Suddenly, noise seemed to ricochet from all around. Rustling leaves. Shifting branches. Snapping twigs. Night creatures? Trench Coat’s geeked-out pals looking to fund more meth?

I had no valuables—carried no money, wore no watch. Would that anger them?

Or were the sounds the invention of overwrought nerves?

I patted the pepper spray at my right hip. Felt the canister. Pink and nasty. A molecule of the price I’d paid had been donated toward breast-cancer research.

Momentary indecision.

Head home? Continue on the path and observe the man? Confront him in the parking lot? There were streetlamps there, overwhelmed but trying their best.

I slowed. Trench Coat was now just ten yards ahead.

My brain chose that moment to unreel a blockbuster tableau.

When I approached, the man would pull a knife and try to slit my throat.

Jesus!

Why was I letting this guy fluster me? In my line of work, I encounter far worse than a dude dressed like Bogie in Casablanca. Outlaw bikers who chainsaw the heads and hands from their murdered rivals. Macho pricks who stalk and strangle their terrified exes. Drunken bullies who wall-slam fussy infants. Those lowlifes don’t dissuade me from focusing on my job. Quite the reverse. They inspire me to work harder.

So why the drama over a man in a belted coat? Why the sense of threat? It was doubtful the guy was a psycho. More likely a harmless geezer overly sensitive to damp.

Either way, I owed it to my neighbors to find out. I’d use the hedge as cover and follow him for a while. If he acted suspicious, I’d go inside and dial the cops. Let them decide.

I wriggled through a gap in the bushes, moved along their far side a few yards, then paused to scan the parking lot.

The man was there, standing under one of the struggling lamps. His chin was raised, his features vaguely discernible as dark blotches on a smudgy white rectangle.

My breath froze.

The guy was staring straight at me.

Or was he?

Unnerved, I pivoted to search for the opening in the shrubbery at my back. Couldn’t find it. Dived in where the darkness seemed less dense. The tunnel was narrow, barely there, or not there at all. Twigs and leaves snagged my arms and hair, skeletal fingers clawing me back.

My breathing sounded louder, more desperate, as though fighting entrapment by the thick vegetation. The air was heavy with the scent of wet bark, damp earth, and my own perspiration.

A few feet, then I was free and hurrying back toward the pond. Not the way I’d come, a new route. More shadowed. Less open.

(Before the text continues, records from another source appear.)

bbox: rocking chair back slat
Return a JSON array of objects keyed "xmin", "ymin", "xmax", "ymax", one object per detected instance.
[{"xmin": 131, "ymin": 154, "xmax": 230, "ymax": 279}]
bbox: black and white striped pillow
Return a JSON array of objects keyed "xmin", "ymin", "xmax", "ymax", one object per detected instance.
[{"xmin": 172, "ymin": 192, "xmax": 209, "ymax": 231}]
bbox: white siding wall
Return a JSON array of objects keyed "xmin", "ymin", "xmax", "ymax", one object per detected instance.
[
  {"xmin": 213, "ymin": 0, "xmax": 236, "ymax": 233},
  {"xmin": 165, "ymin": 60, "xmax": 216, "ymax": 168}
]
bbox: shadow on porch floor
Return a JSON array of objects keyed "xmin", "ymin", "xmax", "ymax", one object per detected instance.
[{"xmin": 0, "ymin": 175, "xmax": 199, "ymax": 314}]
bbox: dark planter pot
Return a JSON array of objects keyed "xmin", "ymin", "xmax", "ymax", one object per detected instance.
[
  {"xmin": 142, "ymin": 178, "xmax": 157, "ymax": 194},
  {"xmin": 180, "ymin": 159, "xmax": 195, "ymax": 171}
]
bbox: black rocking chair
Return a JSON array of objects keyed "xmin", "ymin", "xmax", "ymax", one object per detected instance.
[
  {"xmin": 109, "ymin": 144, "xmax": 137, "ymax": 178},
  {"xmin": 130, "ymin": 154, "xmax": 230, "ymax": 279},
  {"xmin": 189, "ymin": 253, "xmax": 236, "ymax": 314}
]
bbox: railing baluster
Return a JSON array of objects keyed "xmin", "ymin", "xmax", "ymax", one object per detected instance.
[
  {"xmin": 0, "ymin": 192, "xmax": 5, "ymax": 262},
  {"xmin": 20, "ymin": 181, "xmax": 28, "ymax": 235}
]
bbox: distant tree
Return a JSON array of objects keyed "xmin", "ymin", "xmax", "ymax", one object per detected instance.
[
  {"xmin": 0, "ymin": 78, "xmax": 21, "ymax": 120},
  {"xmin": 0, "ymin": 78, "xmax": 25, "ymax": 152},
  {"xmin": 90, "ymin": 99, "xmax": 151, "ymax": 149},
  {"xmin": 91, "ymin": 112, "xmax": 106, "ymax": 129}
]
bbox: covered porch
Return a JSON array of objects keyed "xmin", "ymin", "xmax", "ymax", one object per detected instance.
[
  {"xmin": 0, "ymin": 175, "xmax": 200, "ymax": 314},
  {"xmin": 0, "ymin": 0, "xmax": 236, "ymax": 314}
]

Imperceptibly, a new odor entered the olfactory mix. A familiar odor. An odor that triggered a fresh wave of adrenaline.

I was catching whiffs of decomposing flesh.

Impossible.

Yet there it was. Stark and cold as the images haunting my dreams.

A minute of scrambling around a stand of azaleas and philodendron, then I detected a thawing in one slice of the darkness ahead. Within the slice, angles and planes of shadow shifting and tilting out on the lawn.

Trench Coat’s minions lying in wait?

I was almost to the edge of the garden when a rip-your-face-off snarl brought me up short. As my mind struggled to form a rational explanation, a high-pitched scream sent every hair on my arms and neck upright.

Hand shaking, I pulled the pepper spray from my pocket and inched forward.

Beyond the shrubs, out where the lawn met the eastern wall of the property, two dogs were locked in winner-take-all combat. The larger, the scraggy consequence of some Lab–pit bull affair, was all hackles, bared teeth, and gleaming white sclera. The smaller, probably a terrier, cowered, tense and timorous, blood and spit matting the fur on one haunch. Neither animal was familiar to me.

Unaware of my presence, or not caring, the Lab-pit braced, then lunged for another attack. The terrier yelped and tried to flatten itself even more to the ground, desperate to reduce the amount of mass it presented to the world.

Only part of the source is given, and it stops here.